CHENNAI: Technology is not a bad thing, but when stretched to the extreme it can hamper films. “Mowgli: The Legend of the Jungle,” which was released on Netflix this week, seems to suffer on this precise point.

Directed by the Hollywood legend that is Andy Serkis, the film employs his trademark use of technology that records an actor’s performance in three dimensions then maps the digital character, in this case the animals of the jungle, over the top.

While he is famous for his performance-capture techniques, it can be distracting from the plot and a little bizarre to watch on screen as the all-star cast — Benedict Cumberbatch as Bengal tiger Shere Khan, Cate Blanchett as the snake Kaa and Christian Bale as the panther Bagheera — morph into animal form.

Disney’s 2016 computer animated remake of Rudyard Kipling’s work was a huge hit and Serkis’ effort pales in comparison, but the upside to this latest remake of Mowgli’s adventure is that it focuses on the boy-cub’s (played by Rohan Chand) interaction with other humans and does so delightfully.

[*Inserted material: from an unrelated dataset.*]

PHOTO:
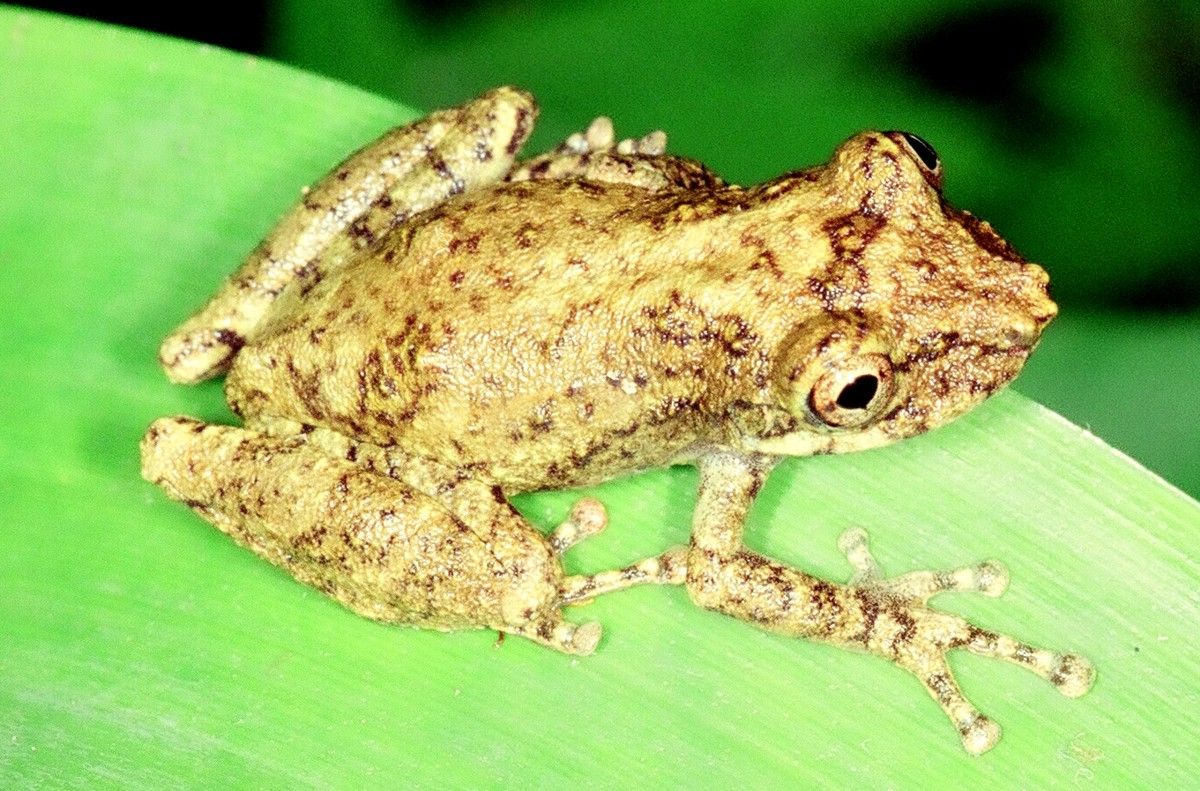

According to an interview with The Associated Press, Serkis was deep into planning when Disney’s version was announced, and, although he knew the films would be quite different, there was still pressure to be first. Once that “went away” when Disney beat them to theaters, Serkis said, they decided to take the time they needed to refine the story and get the performances and the technology up to his standard.

The film follows Mowgli as he is captured by a hunter (played by Matthew Rhys) and taken to a neighboring village, where a kind woman (Frieda Pinto) nurses him and even sings him a lullaby. Ultimately, the plot boils down to a choice between two worlds — the jungle and the village — and the young boy must choose between the lesser of two evils.

Serkis’ work has an important message for audiences and shouts loud and clear about the dangers of expanding urban developments in countries like India. The forests are shrinking, says a character in the film, and perhaps this film will shed light on the need to save the wildlife therein.